東京に憧れない変わり者シェフ二人が地方の食文化を大化けさせるキーパーソン⁉
── すでに5回目ということで、その成果は感じていらっしゃいますか? 安冨 実際、このイベント自体、最近は結構、地元のお客さんが多いのです。僕らも最初は2万円とか3万円という価格なので、お金に余裕があって普段からそういうレストランを食べ歩いているような、一部の方々に、お客さんが固定化するんじゃないかなと思っていたのですが違った。結構新規の、しかも地元のお客さんが多くて。佐賀の中にもちゃんと価値をわかっていただいて、そこに対価を払っていただける、そういうお客さんがいるんだなと。しかもそういった方たちが回を重ねるごとに増えて行っている。だから裾野を広げて行っているという、自分の中での手ごたえはあります。 ── 地元にも世界レベルの食文化を根付かせて、それを広げていく、みたいな。 安冨 そうやって食べ手側の意識を変えていくというのも僕らのテーマかなと。お客さんが増えていけば、お店も営業的に助かるわけだし。そうすれば料理人の方も、もっと自分も新しい料理で勝負しようかなとか、思えるじゃないですか。そういう意味では少しずつですけど、裾野が広がって行ってるなと思います。 あとは、メディアの方にもしっかり発信していただいているので、結構、他の自治体さんや食業界の方々からも、佐賀って面白いことやってるよね、こんなことを行政レベルでやってる地域はないよとか、そういうお声をいただいたり。佐賀の地域性みたいなものを磨いていくというこのプロジェクトが、他の地域の方々にも参考にしていただけるような、そういう評価をしていただいている部分もあるのかなと感じます。
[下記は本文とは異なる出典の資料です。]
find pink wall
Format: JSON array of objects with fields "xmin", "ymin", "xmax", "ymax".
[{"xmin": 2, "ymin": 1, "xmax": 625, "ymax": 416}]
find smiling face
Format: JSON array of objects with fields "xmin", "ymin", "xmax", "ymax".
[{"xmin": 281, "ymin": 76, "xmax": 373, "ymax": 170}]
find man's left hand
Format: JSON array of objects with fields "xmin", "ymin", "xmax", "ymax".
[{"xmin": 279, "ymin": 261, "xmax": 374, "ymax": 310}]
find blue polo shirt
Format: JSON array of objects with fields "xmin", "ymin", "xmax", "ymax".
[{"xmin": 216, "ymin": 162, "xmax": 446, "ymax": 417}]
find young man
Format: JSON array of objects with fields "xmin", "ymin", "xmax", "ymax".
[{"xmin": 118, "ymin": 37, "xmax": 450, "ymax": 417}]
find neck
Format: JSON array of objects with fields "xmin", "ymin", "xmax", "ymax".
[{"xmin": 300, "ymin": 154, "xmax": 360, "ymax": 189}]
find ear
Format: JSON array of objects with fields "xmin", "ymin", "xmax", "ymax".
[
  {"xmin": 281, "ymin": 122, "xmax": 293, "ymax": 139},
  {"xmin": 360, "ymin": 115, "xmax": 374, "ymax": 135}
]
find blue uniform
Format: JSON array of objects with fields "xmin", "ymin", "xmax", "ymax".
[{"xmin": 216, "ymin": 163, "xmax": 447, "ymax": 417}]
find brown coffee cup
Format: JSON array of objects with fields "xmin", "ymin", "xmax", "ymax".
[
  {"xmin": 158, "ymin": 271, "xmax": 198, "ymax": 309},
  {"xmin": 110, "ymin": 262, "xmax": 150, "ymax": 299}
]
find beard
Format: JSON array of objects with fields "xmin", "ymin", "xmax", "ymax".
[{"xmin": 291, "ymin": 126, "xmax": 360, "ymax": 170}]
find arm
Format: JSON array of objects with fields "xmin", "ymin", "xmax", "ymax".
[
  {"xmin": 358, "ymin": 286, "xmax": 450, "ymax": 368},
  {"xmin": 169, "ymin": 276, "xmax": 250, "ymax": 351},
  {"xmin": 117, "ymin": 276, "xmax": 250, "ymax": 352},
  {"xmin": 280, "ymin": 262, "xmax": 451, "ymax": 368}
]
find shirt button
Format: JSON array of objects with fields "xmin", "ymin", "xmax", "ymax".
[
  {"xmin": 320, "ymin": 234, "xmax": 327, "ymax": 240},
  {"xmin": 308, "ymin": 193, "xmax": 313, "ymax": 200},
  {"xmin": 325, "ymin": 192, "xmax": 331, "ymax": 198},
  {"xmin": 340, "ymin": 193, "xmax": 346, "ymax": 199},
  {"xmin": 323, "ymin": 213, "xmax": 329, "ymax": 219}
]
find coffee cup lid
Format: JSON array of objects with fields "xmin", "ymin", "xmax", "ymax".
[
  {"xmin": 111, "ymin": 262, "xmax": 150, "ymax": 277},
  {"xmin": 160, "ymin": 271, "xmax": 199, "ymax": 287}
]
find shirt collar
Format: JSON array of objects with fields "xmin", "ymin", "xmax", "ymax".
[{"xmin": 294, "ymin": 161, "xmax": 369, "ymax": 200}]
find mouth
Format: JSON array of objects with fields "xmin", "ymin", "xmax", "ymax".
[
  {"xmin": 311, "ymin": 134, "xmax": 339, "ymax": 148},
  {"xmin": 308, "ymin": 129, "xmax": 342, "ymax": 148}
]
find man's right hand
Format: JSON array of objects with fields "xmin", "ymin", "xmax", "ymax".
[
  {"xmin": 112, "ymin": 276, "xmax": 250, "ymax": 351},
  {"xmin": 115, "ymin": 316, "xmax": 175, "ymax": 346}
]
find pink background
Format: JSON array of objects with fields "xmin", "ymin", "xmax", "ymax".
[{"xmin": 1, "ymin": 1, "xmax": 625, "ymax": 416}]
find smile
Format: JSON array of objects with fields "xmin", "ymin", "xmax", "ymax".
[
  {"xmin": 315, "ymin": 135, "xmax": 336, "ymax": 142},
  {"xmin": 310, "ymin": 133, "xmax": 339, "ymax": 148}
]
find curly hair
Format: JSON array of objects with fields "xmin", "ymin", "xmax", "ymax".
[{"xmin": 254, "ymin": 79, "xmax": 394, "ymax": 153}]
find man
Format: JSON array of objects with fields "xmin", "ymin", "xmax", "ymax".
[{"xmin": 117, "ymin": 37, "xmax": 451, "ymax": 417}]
7皿目は「イラブチャー」。イラブチャーはナンヨウブダイのこと。自家製タイカレーソースにイラブチャーを漬け込み、銀杏と共に月桃で、沖縄の葉っぱ・月桃で包み蒸しにした。器は人間国宝に認定された井上萬二氏の作品。
地方では若い料理人さんたちがなかなか育たない
── 課題としてはどんなことがありますか? 安冨 課題は本当にいろいろあって。でも、まずは若い料理人さんたちがなかなか育たないということでしょうか。東京なら20代、30代前半ぐらいの若いシェフの新しいレストランができたとか、注目の若手シェフがいるよみたいな話はいくらでもあるのでしょうが、どうしても佐賀だとそうはいかない。 これは、佐賀だけの問題ではないと思いますが、地方でお店をやるとなると、お客さんの数も限られるし、払えるお金の上限とかも東京と比べると、大分下げなければいけない。だから、どうしてもお店自体も自分一人で完結できるような規模感のお店になりがちです。ワンオペとかで、カウンター6席、8席ぐらいとか。それはそれで料理人さんの選択肢としては全然アリだと思うのですが、逆にそういうお店ばかりになると、若い子が働ける環境が少なくなってしまう。だから外に出て行ってしまうという。